2. What size bolts did your contractor use?

For example, I wouldn't be overly concerned about a small deck load that was supported by several premium grade 5/8-inch carriage bolts and a couple of 1/8-inch steel "T" brackets, but I might be concerned about a significant amount of weight resting on just a few 3/8-inch lag bolts.

Backing out the existing bolts and letting the load settle would allow the cross beam to correctly rest on the top of the vertical post, but keep in mind that if you do this you may run the risk of tweaking some other portion of the structure. Of course, if your deck only needs to drop 1/8 of an inch, then perhaps there is enough give in the framing to let it settle? What you definitely don't want to happen is for the deck to drop so much that it compromises the connection between the deck and the house, or worse yet, the connection holds strong and transfers the deck movement to the wall of the house, which could crack the interior sheet rock or damage the wall framing.

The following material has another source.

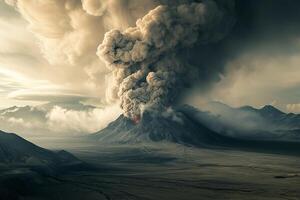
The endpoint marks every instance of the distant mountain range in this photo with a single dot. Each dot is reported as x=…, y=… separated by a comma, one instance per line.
x=186, y=125
x=265, y=123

One possible solution might be to use some shims to fill the existing gap between the post and the beam. This would allow the deck and bolts to remain in position, but would put in place some solid support where its needed. Using plastic shims would decrease the possibility of the shims compressing over time and if installed right they could help transfer the deck load to the underlying support posts.

If this gap is in a highly visible location and shims are not an acceptable solution for your problem, then you may have to just replace the existing post with a new one that fits. Although this fix is probably the most difficult and expensive, at least the post and beam connection would done correctly. Good luck with it!